Hypertensive disorders in pregnancy (HDP) are leading causes of pregnancy-related morbidity and mortality. International guidelines have recommended the use of intravenous hydralazine or Labetalol in the control of severe HDP. Oral Nifedipine or Labetalol have not been permitted as first-line in managing severe HDP even in low-resource settings where skill for intravenous access is not readily available. This study aimed to determine and compare the efficacy of oral Labetalol versus Nifedipine retard in achieving adequate blood pressure (BP) control among pregnant women with severe Hypertension at Obafemi Awolowo University Teaching Hospitals Complex, Ile-Ife.
This was a single-center, open-labeled, randomized controlled trial where 176 eligible pregnant women with severe BP, 30 minutes after Magnesium Sulfate administration, were randomized into Nifedipine and labetalol groups. Each group received either oral Labetalol or Nifedipine retard; 200mg and 20mg, respectively.
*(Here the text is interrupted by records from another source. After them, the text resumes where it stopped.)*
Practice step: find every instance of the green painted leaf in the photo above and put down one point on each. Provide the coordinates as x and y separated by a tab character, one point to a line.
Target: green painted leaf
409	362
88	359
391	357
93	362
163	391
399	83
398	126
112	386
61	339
The second and third doses were subsequently administered after an hour of the initial dose if adequate BP control was not achieved. The mean BP control, doses used, time of achieving blood pressure control, adverse outcomes, and the Effect of co-administration of both oral antihypertensives one hour after the third dose were assessed and compared accordingly. Data was analyzed using SPSS version 26. The efficacy of oral Labetalol versus Nifedipine in controlling BP among the participants was tested using a student’s t-test and chi-square. P-value < 0.05 was taken to be statistically significant.
There was a statistically significant BP control with co-administration of both anti-hypertensive after single agent doses, 70 (86.4%) vs. 65 (80.2%) for the labetalol and Nifedipine groups, respectively (p= 0.003). Participants in the labetalol group used fewer doses cumulatively, with statistical differences at P values of 0.015 and 0.0001 at the first and second doses, respectively. Participants in the labetalol group achieved BP control within a shorter period with minimal adverse outcomes.
Both oral antihypertensives were effective in controlling severe HDP. Oral Labetalol controlled severe Hypertension better with fewer doses, shorter duration, and fewer adverse outcomes; thus, it should be preferred.
Competing Interest StatementThe authors have declared no competing interest.
Clinical TrialPACTR202406618856160.
Funding StatementThe author(s) received no specific funding for this work.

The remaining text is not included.